Claim about Turing machines

Question

I am trying to tackle the following question:

A researcher claims that he has detected for every alphabet $\Sigma$ a finite set of important Turing Machines that can decide any decidable language over $\Sigma$.

1. Prove that he is wrong.
2. Let A be the set of languages decided by Turing Machines that have at most $1000$ states and at most $1000$ type symbols (in addition to the symbols of $\Sigma$ and $\sqcup$). Prove that $A\ne R$.

Part $(1)$ is pretty easy - any Turing Machine decide only one language. Let $\sigma\in\Sigma$, then the set of languages $\{\sigma^i\mid i\in\Bbb{n}\}$ is infinite, thus there is no finite set of Turing Machines that decide any decidable language over $\Sigma$.

In part $(2)$ I understand that I need to show that the set of "Turing Machines that have at most $1000$ states and at most $1000$ type symbols" is finite, hence according to part $(1)$ there are decidable languages over $\Sigma$ that can't be decide by this set, i.e there are languages in $R$ which are not in $A$, thus $A\ne R$. Unfortunately, I could not manage to show it.

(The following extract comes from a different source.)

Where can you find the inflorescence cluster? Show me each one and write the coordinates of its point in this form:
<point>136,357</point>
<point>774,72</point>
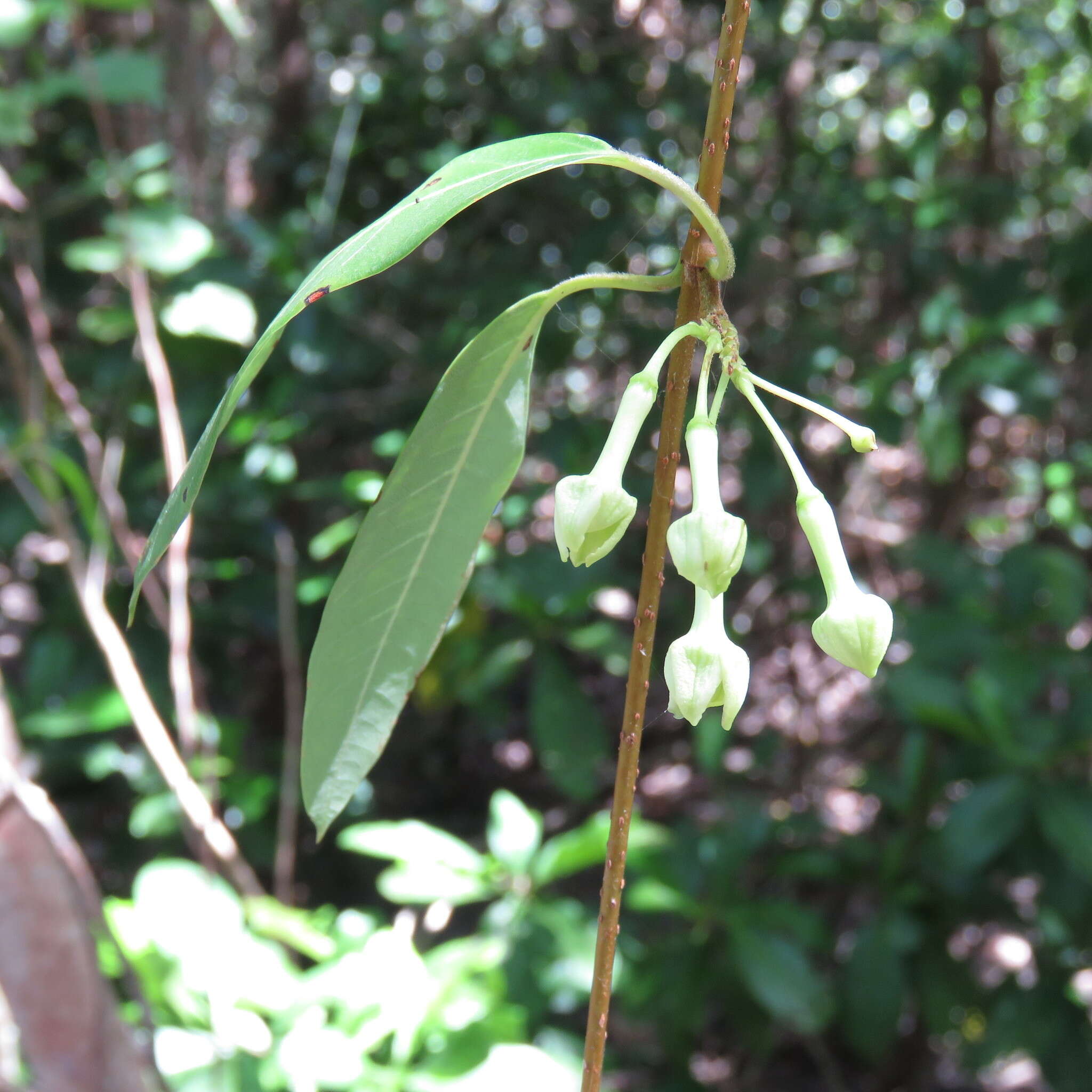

Any hint/help will be appreciated, thanks!

Answer 1

I do not understand how to show (2), but I can help you with this part of your question:

I understand that I need to show that the set of "Turing Machines that have at most 1000 states and at most 1000 type symbols (in addition to the symbols of $\Sigma$ and $\sqcup$)" is finite

Every Turing machine can be described with a tuple, as described here:

• $Q$, a finite, nonempty set of states. There are at most 1000 possibilities for $Q$ (one for every amount of states between one and 1000).
• $\Gamma$ is a finite, non-empty set of tape alphabet symbols: There are at most 1001 possibilities for $\Gamma$, namely one for every amount of symbols in addition to the symbols of $\Sigma$ and $\sqcup$ between zero and 1000.
• The blank symbol $b$ is here simply $\sqcup$.
• $\Sigma$ is the set of input symbols, which is given here.
• $\delta : (Q \setminus F) \times \Gamma \rightarrow Q \times \Gamma \times \{L,R\}$ is the partition function. There are at most $|Q \setminus F| |\Gamma| \leq 1000 \cdot (1001+|\Sigma|)$ elements in the domain and $|Q|\cdot |\Gamma|\cdot 2 \leq 2000 \cdot (1001+|\Sigma|)$ elements in the codomain, so $$(1000 \cdot (1001+|\Sigma|))^{2000 \cdot (1001+|\Sigma|)}$$ possibilities in total. Because $|\Sigma|$ is a finite constant, this is finite.
• $q_0 \in Q$ is the initial state. At most 1000 possibilities.
• $F \subseteq Q$ are the accepting states. There are at most $2^{1000}$ possibilities.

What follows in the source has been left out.